Objective: Thrombotic microangiopathy induced Thrombocytopenia Associated Multiple Organ Failure and hyperinflammatory Macrophage Activation Syndrome are important causes of late pediatric sepsis mortality that are often missed or have delayed diagnosis. Our objective is to derive computable 24-hour sepsis phenotypes to facilitate enrollment in early precise anti-inflammatory trials targeting mortality from these conditions.
Design: Machine learning analysis using consensus k-means clustering.
Setting: Nine pediatric intensive care units.
Patients: 404 children with severe sepsis.
Interventions: 24-hour computable phenotypes derived using 25 bedside variables including C-reactive protein and ferritin.

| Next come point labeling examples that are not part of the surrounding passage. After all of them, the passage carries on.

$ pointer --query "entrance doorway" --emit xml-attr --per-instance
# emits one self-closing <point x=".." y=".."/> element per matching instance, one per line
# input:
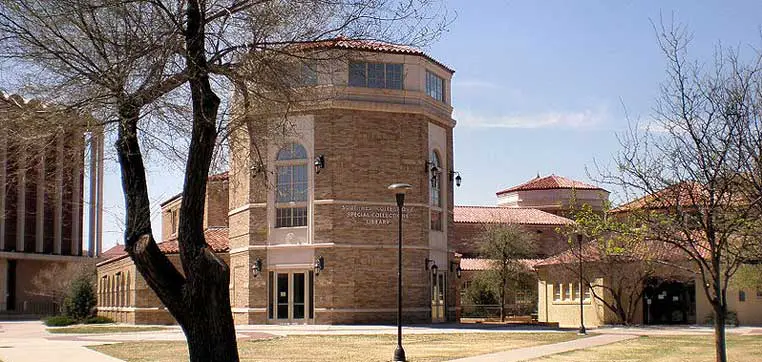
<point x="290" y="297"/>
<point x="438" y="293"/>
<point x="669" y="302"/>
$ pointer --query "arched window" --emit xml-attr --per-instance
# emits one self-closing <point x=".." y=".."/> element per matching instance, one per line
<point x="436" y="191"/>
<point x="291" y="186"/>
<point x="127" y="282"/>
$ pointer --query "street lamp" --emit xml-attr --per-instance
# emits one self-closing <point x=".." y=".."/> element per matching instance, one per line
<point x="582" y="330"/>
<point x="399" y="190"/>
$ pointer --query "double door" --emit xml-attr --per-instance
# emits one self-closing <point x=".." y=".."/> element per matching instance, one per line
<point x="290" y="299"/>
<point x="438" y="292"/>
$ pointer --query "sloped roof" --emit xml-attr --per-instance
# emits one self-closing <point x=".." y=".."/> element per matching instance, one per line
<point x="341" y="42"/>
<point x="683" y="194"/>
<point x="506" y="215"/>
<point x="216" y="238"/>
<point x="476" y="264"/>
<point x="550" y="183"/>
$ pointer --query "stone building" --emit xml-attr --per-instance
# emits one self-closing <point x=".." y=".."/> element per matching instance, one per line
<point x="42" y="190"/>
<point x="312" y="227"/>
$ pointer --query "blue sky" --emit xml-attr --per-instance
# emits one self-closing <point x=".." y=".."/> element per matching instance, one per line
<point x="544" y="86"/>
<point x="540" y="87"/>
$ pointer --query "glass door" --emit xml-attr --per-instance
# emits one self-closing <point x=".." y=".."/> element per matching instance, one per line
<point x="292" y="298"/>
<point x="438" y="287"/>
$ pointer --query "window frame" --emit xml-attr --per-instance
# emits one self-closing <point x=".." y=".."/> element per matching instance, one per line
<point x="435" y="86"/>
<point x="359" y="75"/>
<point x="294" y="159"/>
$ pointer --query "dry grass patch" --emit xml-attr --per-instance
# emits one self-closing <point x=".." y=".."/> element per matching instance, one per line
<point x="667" y="349"/>
<point x="354" y="348"/>
<point x="102" y="329"/>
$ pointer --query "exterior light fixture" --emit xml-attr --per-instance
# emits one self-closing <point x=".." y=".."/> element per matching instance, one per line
<point x="457" y="178"/>
<point x="319" y="163"/>
<point x="319" y="265"/>
<point x="399" y="190"/>
<point x="257" y="267"/>
<point x="455" y="267"/>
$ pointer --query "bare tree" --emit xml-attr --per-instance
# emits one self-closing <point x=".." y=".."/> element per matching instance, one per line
<point x="158" y="71"/>
<point x="507" y="246"/>
<point x="698" y="166"/>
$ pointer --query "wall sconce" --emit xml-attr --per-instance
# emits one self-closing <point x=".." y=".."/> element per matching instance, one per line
<point x="432" y="168"/>
<point x="319" y="265"/>
<point x="257" y="267"/>
<point x="455" y="267"/>
<point x="319" y="163"/>
<point x="457" y="178"/>
<point x="433" y="267"/>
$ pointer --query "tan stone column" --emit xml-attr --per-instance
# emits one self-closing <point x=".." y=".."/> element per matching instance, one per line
<point x="40" y="205"/>
<point x="3" y="180"/>
<point x="21" y="197"/>
<point x="92" y="193"/>
<point x="58" y="213"/>
<point x="3" y="283"/>
<point x="76" y="240"/>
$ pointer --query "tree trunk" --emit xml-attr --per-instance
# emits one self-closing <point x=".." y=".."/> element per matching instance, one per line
<point x="502" y="301"/>
<point x="719" y="334"/>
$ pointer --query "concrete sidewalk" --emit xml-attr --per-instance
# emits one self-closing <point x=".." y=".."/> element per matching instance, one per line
<point x="527" y="353"/>
<point x="26" y="341"/>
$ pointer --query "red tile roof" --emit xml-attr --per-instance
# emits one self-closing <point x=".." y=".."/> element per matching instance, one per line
<point x="506" y="215"/>
<point x="341" y="42"/>
<point x="550" y="183"/>
<point x="471" y="264"/>
<point x="684" y="194"/>
<point x="216" y="238"/>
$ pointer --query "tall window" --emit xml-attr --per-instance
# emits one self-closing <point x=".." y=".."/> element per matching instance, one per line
<point x="434" y="86"/>
<point x="436" y="191"/>
<point x="291" y="186"/>
<point x="375" y="75"/>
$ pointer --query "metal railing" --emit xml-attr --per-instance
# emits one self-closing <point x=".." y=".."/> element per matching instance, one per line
<point x="30" y="308"/>
<point x="490" y="311"/>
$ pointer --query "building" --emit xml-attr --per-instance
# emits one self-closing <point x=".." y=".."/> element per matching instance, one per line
<point x="42" y="175"/>
<point x="312" y="227"/>
<point x="668" y="291"/>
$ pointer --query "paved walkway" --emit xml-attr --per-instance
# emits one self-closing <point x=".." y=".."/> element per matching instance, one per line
<point x="26" y="341"/>
<point x="527" y="353"/>
<point x="29" y="341"/>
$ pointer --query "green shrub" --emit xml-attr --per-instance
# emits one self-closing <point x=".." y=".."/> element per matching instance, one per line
<point x="59" y="321"/>
<point x="80" y="301"/>
<point x="98" y="320"/>
<point x="730" y="320"/>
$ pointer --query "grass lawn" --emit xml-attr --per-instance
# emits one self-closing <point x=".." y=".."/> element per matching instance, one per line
<point x="667" y="349"/>
<point x="354" y="348"/>
<point x="102" y="329"/>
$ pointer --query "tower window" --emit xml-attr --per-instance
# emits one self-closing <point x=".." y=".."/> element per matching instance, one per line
<point x="291" y="186"/>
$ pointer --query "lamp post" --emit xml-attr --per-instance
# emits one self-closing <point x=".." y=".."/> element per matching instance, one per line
<point x="582" y="330"/>
<point x="399" y="190"/>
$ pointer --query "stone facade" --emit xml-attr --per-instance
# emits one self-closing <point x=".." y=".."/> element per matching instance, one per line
<point x="42" y="175"/>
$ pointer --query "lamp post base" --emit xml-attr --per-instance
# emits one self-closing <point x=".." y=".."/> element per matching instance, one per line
<point x="399" y="354"/>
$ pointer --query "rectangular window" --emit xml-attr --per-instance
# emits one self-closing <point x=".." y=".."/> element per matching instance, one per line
<point x="290" y="216"/>
<point x="309" y="73"/>
<point x="375" y="75"/>
<point x="575" y="291"/>
<point x="436" y="220"/>
<point x="567" y="291"/>
<point x="557" y="290"/>
<point x="434" y="86"/>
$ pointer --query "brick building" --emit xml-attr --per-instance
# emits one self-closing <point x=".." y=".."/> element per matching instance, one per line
<point x="318" y="195"/>
<point x="42" y="190"/>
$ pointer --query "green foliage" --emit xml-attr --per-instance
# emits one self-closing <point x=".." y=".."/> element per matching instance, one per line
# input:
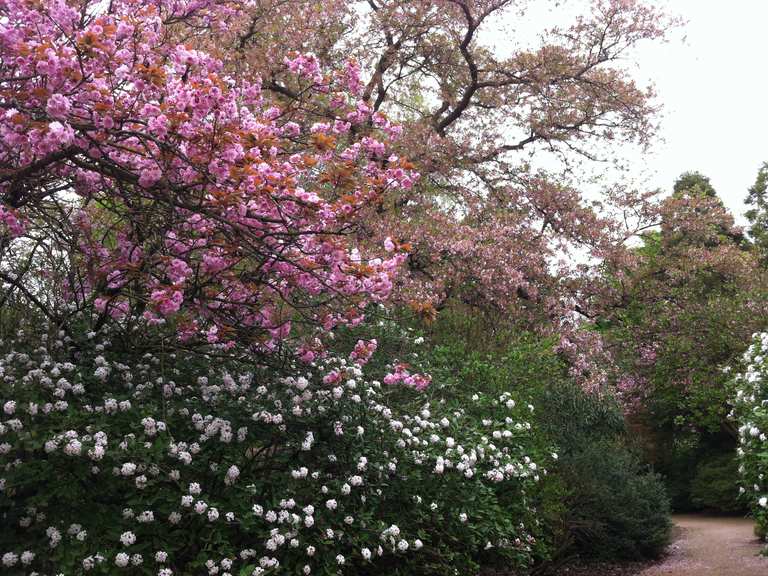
<point x="617" y="508"/>
<point x="598" y="500"/>
<point x="715" y="484"/>
<point x="425" y="483"/>
<point x="750" y="410"/>
<point x="757" y="214"/>
<point x="693" y="183"/>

Measurements and Main Results: Four computable phenotypes (PedSep-A, B, C, and D) are derived. Compared to the overall population mean, PedSep-A has the least inflammation (median C-reactive protein 7.3 mg/dL, ferritin 125 ng/mL), younger age, less chronic illness, and respiratory failure (n = 135; 2% mortality); PedSep-B (median C-reactive protein 13.2 mg/dL, ferritin 225 ng/ mL) has multiple organ failure with intubated respiratory failure, shock, and Glasgow Coma Scale score < 7 (n = 102, 12% mortality); PedSep-C has elevated ferritin (median C-reactive protein 15.2 mg/dL, ferritin 405 ng/mL), lymphopenia, shock, and relative absence of intubation (n = 110; mortality 10%); and, PedSep D has hyperferritinemic (median C-reactive protein 13.1 mg/dL ferritin 610 ng/mL), thrombocytopenic multiple organ failure with more cardiovascular, hepatic, renal, hematologic, and central nervous system failures (n = 56, 34% mortality). PedSep-D has highest likelihood of Thrombocytopenia Associated Multiple Organ Failure (Adj OR 47.51 95% CI [18.83-136.83], p < 0.0001) and Macrophage Activation Syndrome (Adj OR 38.63 95% CI [13.26-137.75], p <0.0001), and shows a survival interaction with combined methylprednisolone and intravenous immunoglobulin therapy (p < 0.05).
CONCLUSIONS AND RELEVANCE: Four machine learning computable phenotypes are identified (www.pedsepsis.pitt.edu). Membership in PedSep-D appears optimal for enrollment in early anti-inflammatory trials targeting Thrombocytopenia Associated Multiple Organ Failure and Macrophage Activation Syndrome.